Which is the point of clip history I guess! I totally understand what you’re saying @GPM. I think for me at least, ever since it stopped defaulting to being on (a long, long time ago), it’s one of those settings I keep forgetting to turn on in the prefs!
Remember that! It wouldn’t switch over the autosave projects for those 3 that you get when Flame crashes when you switched using that way!
My Batch Iterations…
v001
v002
v003
v004
v005
v006
v007
v008
v009
v010
v011
v012
v014
v015
v016
…
same
HAHA. I do the same on iterations as well although when I reach 13 I just iterate again.
We nailed a v022 shot with insane attention to detail – we call it ‘pelo em ovo’ here OBS: Pelo em ovo’ is a Brazilian expression denoting exceptional refinement and precision, particularly in cinematic contexts where technical and artistic excellence are highlighted
Before I render a big batch, even if I’ve saved / iterated, I always quit Flame then restart, I’ve been bitten too many times with a crash that wipes out my last save.
I always save and clean the desktop before quiting flame. Something rots in my soul when I see someone exiting from flame with the desktop full of clips and timelines.
About switch projects, I never had a problem with it, but I remember a studio where they were completely forbidden switching projects. When I saw that flame changed the actual scheme of switching projects, (already commented, now it really does a discrete quit and start), I thought that there must be something problematic about it.
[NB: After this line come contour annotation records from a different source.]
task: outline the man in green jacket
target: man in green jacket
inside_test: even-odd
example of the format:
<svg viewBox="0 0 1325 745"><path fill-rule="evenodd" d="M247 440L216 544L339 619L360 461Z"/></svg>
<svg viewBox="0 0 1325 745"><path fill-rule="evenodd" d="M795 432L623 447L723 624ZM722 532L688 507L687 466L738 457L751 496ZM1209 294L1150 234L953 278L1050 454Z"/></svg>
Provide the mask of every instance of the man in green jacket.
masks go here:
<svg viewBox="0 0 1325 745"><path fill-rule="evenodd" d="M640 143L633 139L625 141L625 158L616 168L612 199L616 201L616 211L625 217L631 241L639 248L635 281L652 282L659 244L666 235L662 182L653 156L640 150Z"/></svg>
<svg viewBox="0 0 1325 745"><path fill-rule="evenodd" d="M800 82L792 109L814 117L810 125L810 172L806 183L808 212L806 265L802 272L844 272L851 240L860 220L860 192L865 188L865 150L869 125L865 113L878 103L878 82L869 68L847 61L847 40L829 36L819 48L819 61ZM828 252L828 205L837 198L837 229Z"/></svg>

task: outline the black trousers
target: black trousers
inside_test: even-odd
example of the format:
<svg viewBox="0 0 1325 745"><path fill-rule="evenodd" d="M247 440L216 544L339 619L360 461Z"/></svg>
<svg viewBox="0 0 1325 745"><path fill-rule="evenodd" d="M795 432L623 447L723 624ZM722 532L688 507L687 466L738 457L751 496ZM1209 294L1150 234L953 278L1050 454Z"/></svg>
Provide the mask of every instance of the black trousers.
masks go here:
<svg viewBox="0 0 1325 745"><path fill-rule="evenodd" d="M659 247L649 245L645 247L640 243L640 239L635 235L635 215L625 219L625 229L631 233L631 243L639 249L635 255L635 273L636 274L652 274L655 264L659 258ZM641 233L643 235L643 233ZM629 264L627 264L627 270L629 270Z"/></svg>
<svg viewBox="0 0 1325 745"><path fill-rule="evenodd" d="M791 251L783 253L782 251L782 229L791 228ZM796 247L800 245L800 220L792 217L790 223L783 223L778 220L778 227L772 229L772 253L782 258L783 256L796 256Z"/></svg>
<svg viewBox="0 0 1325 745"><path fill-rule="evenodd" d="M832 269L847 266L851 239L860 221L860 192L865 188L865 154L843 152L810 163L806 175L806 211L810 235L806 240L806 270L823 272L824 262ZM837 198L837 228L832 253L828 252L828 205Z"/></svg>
Switching projects can be problematic if your projects have different group privileges, and I sort of remember that some python hook initialization could cause problems.
Personally I’m guilty of just exiting flame, and starting flame with where I left off.
Sort of like browser windows/tabs persisting across restarts.
I archive frequently and usually automatically.
YMMV
and I only have $0.02 - I had to forfeit the other $0.98
Yup, always exit Flame when switching Projects.
I thought that was just my machine. It’s bonkers.
I’ve actually been doing this a little bit recently and working on the desktop. I just couldn’t arsed to work it out in batch.
On my Mac, Flame itself takes care of quitting and having me restart flame when I switch projects whether I like it or not, so I guess it’s superstitious about that too.